Because "\xA0" is whitespace, so "忠" will be splited.

We need full reproduction steps. If it's a config issue, we need to know what so we can detect it and have you correct it. https://secure.phabricator.com/book/phabcontrib/article/bug_reports/

Unfortunately, I haven't been able to reproduce any issue on this server or on my local dev machines.

Maybe you can try this to see if it is php's config issue.

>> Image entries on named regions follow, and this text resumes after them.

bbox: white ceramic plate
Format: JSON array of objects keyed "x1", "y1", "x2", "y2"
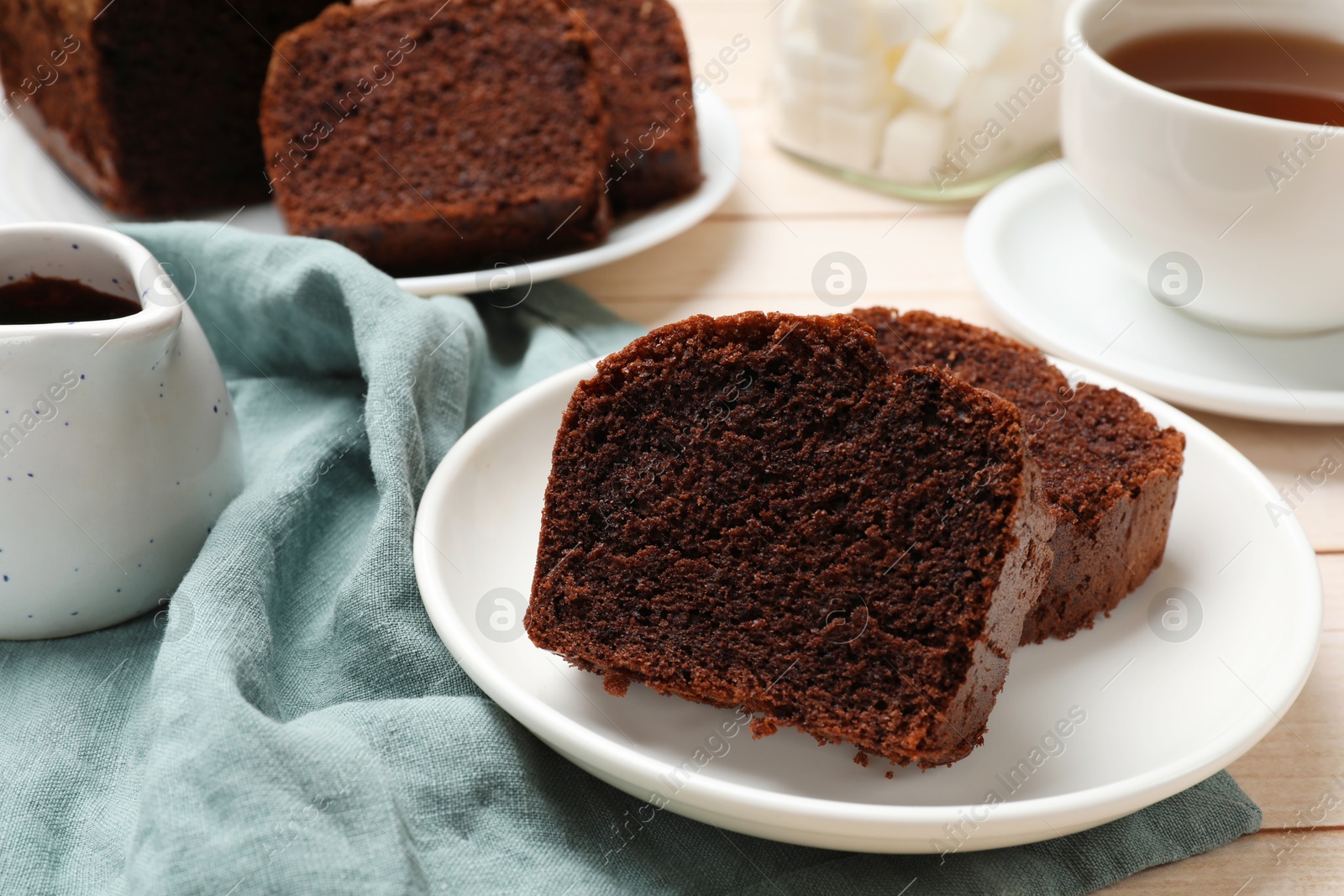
[
  {"x1": 0, "y1": 90, "x2": 742, "y2": 296},
  {"x1": 415, "y1": 354, "x2": 1321, "y2": 853},
  {"x1": 966, "y1": 163, "x2": 1344, "y2": 423}
]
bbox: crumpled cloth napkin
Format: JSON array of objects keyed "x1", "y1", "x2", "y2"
[{"x1": 0, "y1": 224, "x2": 1259, "y2": 896}]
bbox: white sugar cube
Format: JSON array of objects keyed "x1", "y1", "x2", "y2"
[
  {"x1": 874, "y1": 0, "x2": 957, "y2": 47},
  {"x1": 952, "y1": 71, "x2": 1019, "y2": 134},
  {"x1": 822, "y1": 106, "x2": 887, "y2": 170},
  {"x1": 878, "y1": 109, "x2": 948, "y2": 184},
  {"x1": 780, "y1": 31, "x2": 822, "y2": 81},
  {"x1": 817, "y1": 51, "x2": 892, "y2": 110},
  {"x1": 892, "y1": 38, "x2": 966, "y2": 110},
  {"x1": 811, "y1": 0, "x2": 876, "y2": 52},
  {"x1": 774, "y1": 62, "x2": 822, "y2": 102},
  {"x1": 943, "y1": 3, "x2": 1015, "y2": 71}
]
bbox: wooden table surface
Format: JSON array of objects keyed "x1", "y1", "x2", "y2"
[{"x1": 573, "y1": 0, "x2": 1344, "y2": 896}]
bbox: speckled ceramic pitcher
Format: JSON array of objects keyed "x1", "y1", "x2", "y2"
[{"x1": 0, "y1": 224, "x2": 242, "y2": 639}]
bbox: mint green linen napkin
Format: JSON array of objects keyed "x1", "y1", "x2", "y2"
[{"x1": 0, "y1": 224, "x2": 1259, "y2": 896}]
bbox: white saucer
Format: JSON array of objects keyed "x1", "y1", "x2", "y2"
[
  {"x1": 0, "y1": 90, "x2": 742, "y2": 296},
  {"x1": 965, "y1": 163, "x2": 1344, "y2": 423},
  {"x1": 415, "y1": 364, "x2": 1321, "y2": 853}
]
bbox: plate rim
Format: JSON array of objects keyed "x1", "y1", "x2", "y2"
[
  {"x1": 396, "y1": 89, "x2": 742, "y2": 298},
  {"x1": 963, "y1": 161, "x2": 1344, "y2": 425},
  {"x1": 414, "y1": 359, "x2": 1324, "y2": 853}
]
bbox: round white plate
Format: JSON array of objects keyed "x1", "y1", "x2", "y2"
[
  {"x1": 0, "y1": 90, "x2": 742, "y2": 296},
  {"x1": 966, "y1": 163, "x2": 1344, "y2": 423},
  {"x1": 415, "y1": 354, "x2": 1321, "y2": 853}
]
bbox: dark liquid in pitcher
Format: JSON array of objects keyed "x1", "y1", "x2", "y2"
[
  {"x1": 0, "y1": 274, "x2": 139, "y2": 325},
  {"x1": 1104, "y1": 29, "x2": 1344, "y2": 126}
]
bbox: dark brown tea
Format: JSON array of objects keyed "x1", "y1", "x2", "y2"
[
  {"x1": 1105, "y1": 29, "x2": 1344, "y2": 126},
  {"x1": 0, "y1": 274, "x2": 139, "y2": 325}
]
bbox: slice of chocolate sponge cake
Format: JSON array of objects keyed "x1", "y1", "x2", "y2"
[
  {"x1": 570, "y1": 0, "x2": 704, "y2": 211},
  {"x1": 853, "y1": 307, "x2": 1185, "y2": 643},
  {"x1": 526, "y1": 313, "x2": 1050, "y2": 767},
  {"x1": 260, "y1": 0, "x2": 612, "y2": 275}
]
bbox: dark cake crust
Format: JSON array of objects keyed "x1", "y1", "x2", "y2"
[
  {"x1": 524, "y1": 313, "x2": 1053, "y2": 767},
  {"x1": 260, "y1": 0, "x2": 612, "y2": 275},
  {"x1": 570, "y1": 0, "x2": 701, "y2": 211},
  {"x1": 853, "y1": 307, "x2": 1185, "y2": 643},
  {"x1": 0, "y1": 0, "x2": 328, "y2": 215}
]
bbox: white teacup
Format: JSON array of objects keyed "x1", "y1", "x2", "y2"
[
  {"x1": 0, "y1": 224, "x2": 242, "y2": 639},
  {"x1": 1060, "y1": 0, "x2": 1344, "y2": 333}
]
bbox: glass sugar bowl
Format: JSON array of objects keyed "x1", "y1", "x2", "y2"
[{"x1": 768, "y1": 0, "x2": 1082, "y2": 202}]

Runing the code in your server :

php -r 'echo count(preg_split("/\s/", "忠")) . "\n";'

// if result is 1, then you can't reproduce any issue
// if result is 2, then you can reproduce it

Back to php manual

The "whitespace" characters are HT (9), LF (10), FF (12), CR (13), and space (32).
However, if locale-specific matching is happening, characters with code points in
the range 128-255 may also be considered as whitespace characters,
for instance, NBSP (A0).

If you can't reproduce the issue, maybe it means "locale-specific matching is not happening" in your machine.

In my machine, the result of last code is 2, so it means "locale-specific matching is happening" in my machine.

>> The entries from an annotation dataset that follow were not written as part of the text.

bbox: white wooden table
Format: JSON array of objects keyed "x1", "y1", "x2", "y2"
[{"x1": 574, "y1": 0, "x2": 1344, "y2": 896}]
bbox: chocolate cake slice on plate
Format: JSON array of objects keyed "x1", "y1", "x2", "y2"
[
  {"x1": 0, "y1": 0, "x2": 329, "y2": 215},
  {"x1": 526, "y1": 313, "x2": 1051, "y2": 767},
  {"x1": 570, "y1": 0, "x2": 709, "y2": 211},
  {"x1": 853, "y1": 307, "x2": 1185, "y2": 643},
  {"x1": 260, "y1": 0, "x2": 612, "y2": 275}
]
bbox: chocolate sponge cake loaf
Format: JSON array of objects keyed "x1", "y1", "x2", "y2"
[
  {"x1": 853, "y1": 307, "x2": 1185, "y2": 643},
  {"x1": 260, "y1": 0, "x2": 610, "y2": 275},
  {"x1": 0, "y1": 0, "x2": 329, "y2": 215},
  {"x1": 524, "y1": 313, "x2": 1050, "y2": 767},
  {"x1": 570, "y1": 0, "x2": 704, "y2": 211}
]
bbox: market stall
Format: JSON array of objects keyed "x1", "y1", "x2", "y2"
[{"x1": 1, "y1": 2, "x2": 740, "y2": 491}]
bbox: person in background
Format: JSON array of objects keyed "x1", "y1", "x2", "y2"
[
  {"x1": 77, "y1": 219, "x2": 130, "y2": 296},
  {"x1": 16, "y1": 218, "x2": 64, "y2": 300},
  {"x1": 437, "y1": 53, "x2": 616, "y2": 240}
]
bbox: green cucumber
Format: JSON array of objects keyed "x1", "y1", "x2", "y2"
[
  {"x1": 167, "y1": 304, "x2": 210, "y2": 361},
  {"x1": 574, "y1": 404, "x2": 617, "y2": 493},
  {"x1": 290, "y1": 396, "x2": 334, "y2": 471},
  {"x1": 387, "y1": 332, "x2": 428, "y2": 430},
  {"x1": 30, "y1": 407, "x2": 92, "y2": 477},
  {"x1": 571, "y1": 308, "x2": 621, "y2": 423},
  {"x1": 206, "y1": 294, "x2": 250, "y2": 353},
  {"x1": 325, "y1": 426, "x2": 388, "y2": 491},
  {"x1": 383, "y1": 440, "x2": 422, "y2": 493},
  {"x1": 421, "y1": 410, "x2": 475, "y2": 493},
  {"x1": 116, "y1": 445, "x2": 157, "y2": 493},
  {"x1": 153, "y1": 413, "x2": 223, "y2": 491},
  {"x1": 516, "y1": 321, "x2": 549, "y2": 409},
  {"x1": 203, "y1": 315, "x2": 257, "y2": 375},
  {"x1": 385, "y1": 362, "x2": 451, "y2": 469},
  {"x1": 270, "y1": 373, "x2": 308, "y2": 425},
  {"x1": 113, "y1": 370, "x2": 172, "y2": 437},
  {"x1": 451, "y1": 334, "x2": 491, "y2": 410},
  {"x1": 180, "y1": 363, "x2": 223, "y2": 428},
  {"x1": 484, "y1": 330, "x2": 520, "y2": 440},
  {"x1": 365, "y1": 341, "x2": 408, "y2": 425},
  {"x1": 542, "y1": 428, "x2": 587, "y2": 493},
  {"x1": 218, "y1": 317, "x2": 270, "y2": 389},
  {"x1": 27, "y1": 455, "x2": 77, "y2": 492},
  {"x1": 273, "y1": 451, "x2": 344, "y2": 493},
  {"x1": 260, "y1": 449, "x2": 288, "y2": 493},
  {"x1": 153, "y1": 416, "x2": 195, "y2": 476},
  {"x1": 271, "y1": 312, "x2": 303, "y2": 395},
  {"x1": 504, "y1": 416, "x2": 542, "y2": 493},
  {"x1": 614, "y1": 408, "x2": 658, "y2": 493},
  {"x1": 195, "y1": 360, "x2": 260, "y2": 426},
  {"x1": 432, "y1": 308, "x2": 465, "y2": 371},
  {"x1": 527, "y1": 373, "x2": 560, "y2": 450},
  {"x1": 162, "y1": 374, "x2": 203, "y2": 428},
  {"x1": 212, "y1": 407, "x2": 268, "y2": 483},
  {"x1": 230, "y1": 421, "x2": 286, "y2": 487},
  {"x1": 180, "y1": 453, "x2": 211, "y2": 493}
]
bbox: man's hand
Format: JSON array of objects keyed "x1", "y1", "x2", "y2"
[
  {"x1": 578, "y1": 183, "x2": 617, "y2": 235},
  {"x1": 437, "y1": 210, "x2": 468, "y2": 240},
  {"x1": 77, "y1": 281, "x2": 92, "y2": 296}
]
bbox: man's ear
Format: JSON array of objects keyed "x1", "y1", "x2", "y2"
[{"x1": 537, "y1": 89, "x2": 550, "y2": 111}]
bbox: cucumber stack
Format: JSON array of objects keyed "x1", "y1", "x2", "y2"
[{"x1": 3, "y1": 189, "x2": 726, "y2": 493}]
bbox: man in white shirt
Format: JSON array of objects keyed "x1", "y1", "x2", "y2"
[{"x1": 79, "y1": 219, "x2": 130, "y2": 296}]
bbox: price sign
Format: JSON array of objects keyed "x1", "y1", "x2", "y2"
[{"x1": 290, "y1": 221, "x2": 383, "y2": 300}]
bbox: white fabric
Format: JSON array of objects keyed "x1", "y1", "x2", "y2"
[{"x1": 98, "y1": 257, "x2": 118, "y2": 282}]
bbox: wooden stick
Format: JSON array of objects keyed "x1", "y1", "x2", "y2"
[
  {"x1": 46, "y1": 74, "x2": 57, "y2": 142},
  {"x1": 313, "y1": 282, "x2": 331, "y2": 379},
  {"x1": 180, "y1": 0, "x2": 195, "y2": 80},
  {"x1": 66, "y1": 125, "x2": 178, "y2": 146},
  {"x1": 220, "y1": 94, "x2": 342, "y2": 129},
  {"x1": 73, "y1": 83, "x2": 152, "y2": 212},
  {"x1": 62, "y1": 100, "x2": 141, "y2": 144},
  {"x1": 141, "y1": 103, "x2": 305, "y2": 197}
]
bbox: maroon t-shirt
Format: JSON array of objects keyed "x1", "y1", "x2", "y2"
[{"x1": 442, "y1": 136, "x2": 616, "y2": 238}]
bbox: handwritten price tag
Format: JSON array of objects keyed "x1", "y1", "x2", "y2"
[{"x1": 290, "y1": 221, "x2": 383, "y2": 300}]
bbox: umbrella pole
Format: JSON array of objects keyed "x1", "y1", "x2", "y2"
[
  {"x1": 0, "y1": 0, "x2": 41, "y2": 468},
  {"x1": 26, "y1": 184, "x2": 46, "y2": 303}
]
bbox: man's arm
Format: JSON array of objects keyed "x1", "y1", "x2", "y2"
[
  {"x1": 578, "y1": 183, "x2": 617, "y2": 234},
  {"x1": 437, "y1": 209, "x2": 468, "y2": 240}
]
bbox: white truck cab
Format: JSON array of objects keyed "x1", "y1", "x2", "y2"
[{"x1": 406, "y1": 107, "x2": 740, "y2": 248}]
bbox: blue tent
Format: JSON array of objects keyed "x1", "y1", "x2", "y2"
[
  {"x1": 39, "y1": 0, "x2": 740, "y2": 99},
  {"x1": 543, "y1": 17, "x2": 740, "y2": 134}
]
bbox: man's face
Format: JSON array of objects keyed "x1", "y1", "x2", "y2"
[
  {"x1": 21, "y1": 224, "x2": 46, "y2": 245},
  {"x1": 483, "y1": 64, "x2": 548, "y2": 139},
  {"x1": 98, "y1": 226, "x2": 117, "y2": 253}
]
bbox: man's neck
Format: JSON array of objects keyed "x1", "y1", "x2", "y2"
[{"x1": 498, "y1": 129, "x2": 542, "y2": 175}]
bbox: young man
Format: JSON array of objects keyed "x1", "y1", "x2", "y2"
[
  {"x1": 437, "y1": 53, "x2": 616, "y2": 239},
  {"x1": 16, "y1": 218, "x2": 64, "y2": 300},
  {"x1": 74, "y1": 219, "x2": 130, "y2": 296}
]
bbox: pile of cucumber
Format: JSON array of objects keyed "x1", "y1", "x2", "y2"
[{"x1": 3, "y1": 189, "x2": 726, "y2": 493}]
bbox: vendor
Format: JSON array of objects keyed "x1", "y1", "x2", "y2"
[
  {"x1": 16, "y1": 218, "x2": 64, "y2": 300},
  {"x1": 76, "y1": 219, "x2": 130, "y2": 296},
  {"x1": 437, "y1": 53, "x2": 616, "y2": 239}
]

But I don't know how to disable the so called "locale-specific matching".

You still haven't told us anything we can use to reproduce the issue. Some things might be useful like:

PHP Version
Server OS
Phabricator Version
Server Locale

Sorry

PHP Version:

PHP 5.5.27 (cli) (built: Jul 23 2015 00:21:59)
Copyright (c) 1997-2015 The PHP Group
Zend Engine v2.5.0, Copyright (c) 1998-2015 Zend Technologies

Server OS

OSX Yosemite  v10.10.5

Phabricator Version ( result of Config -> Versions, all the source is latest and git branch is master)

Current Versions	
Phabricator Version Unknown 
Arcanist Version Unknown 
libphutil Version Unknown

Server Locale

zh_CN.UTF-8

Did you install php via homebrew? If so can you update to 5.6 or later?

No, I use xampp.

Tried it on ubuntu 14 and centos 6.5, all ok.

mora@mora:~$ php -v
PHP 5.5.9-1ubuntu4 (cli) (built: Apr  9 2014 17:11:57)
Copyright (c) 1997-2014 The PHP Group
Zend Engine v2.5.0, Copyright (c) 1998-2014 Zend Technologies
    with Zend OPcache v7.0.3, Copyright (c) 1999-2014, by Zend Technologies

mora@mora:~$ php -r 'echo count(preg_split("/\s/u", "忠")) . "\n";'
1

mora@mora:~$ echo $LANG
en_US.UTF-8
[mora@ceph ~]$ php -v
PHP 5.3.3 (cli) (built: Jul  9 2015 17:39:00)
Copyright (c) 1997-2010 The PHP Group
Zend Engine v2.3.0, Copyright (c) 1998-2010 Zend Technologies

[mora@ceph ~]$ php -r 'echo count(preg_split("/\s/", "忠")) . "\n";'
1

[mora@ceph ~]$ echo $LANG
en_US.UTF-8

This might be T7339, you can try some of the advice in there and see.

epriestley triaged this task as Normal priority.